There is, though, a rake just waiting for you there. The Enable/Chip Select pins on both the TLIN1027DRQ1 and the NCV7327 do not correspond to the MCP20xx Transmission Enable semantics, despite sharing the same position. With the MCP20xx you could leave a transceiver connected to a chatty bus, with the TXEnable off, and you would still receive the traffic from the bus.

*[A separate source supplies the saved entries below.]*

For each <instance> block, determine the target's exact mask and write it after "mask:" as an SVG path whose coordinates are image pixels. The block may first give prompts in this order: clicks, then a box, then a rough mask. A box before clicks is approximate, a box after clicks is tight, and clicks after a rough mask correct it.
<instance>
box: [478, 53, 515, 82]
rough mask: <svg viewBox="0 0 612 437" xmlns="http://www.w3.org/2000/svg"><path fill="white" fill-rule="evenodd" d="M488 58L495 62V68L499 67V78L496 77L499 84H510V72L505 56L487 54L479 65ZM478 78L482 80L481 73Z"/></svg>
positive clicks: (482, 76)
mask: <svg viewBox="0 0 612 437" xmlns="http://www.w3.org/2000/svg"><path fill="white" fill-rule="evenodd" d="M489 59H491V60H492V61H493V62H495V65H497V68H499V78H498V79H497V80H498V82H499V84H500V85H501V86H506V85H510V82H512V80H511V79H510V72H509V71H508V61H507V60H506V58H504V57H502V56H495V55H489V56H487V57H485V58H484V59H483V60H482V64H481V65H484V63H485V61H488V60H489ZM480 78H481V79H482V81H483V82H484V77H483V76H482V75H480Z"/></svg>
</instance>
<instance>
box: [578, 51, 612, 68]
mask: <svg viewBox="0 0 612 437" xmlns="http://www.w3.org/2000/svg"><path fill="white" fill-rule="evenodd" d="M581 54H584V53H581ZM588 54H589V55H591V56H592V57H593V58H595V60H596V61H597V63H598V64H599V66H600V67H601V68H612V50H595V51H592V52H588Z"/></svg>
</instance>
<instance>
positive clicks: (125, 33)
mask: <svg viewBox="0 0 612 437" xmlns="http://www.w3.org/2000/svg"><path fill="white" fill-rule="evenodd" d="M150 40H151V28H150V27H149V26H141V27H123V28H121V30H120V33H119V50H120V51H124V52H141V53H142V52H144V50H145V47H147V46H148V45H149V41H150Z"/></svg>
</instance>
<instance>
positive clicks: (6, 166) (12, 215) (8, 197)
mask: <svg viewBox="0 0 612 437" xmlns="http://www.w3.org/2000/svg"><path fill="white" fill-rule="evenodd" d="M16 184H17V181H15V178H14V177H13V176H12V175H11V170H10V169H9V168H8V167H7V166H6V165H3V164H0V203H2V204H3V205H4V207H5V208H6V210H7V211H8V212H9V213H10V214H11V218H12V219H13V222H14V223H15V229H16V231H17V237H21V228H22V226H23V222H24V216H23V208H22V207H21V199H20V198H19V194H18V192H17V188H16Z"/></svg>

But with the other two, you’re turning off the whole transceiver at once, which wouldn’t be too bad if it wasn’t that both of these pull TXD to ground (dominant), if you leave it unconnected. Again, this isn’t a big problem in by itself, as long as the firmware is told not to transmit when the bus is connected directly between the panel and the HVAC, nothing should be transmitted, right?
But this does break one assumption I was making: if I disable the smart controller board, I want to be able to remove the ESP32 devkit altogether. This is important because beside OTA (Over The Air) updates, I would need to be able to disconnect the ESP32 to update the firmware on it. Which means I don’t want to rely on the firmware being running and not holding the bus busy.
So what I ended up adding to the design is a way for the bus selector to decide whether transmission is to be allowed on the transceiver. I think this is the first time I even consider the idea of using a 74-logic component in my designs (to the point that I had to figure out how to use that with the EAGLE-provided symbols — hint: use the invoke command), but this seemed to me as the easiest option to implement what I needed.
The tie-up-both-inputs for the NAND is literal textbook electronics, but turns out to work very well since the cheapest 74 logic NAND chip I found contains four of them, and I only need one other.
Note that of course this is only one of the “logical blocks” of the board — and actually not even the final form of it. As I get into more details later, you’ll find out that this only turned out to be one of the possible solutions, and (at the time of writing) there’s no guarantee that this is actually going to be the one I’m going to be using.
Great read, thanks. I’m increasingly invested in this challenge.
Next time you see somebody teasing victims about the baud thing, please inform them that in addition to being rude, it is also wrong.
Baud is the cycles per second of the relevant signal, if you are looking at, say, a 1200bps modem with a scope it is important to know that it is running at 300 baud with 4 bits encoded in each cycle.
The 10 bits to get 8 thing is usually referred to as framing overhead. Sometimes people call it things like gross/net bit-rate.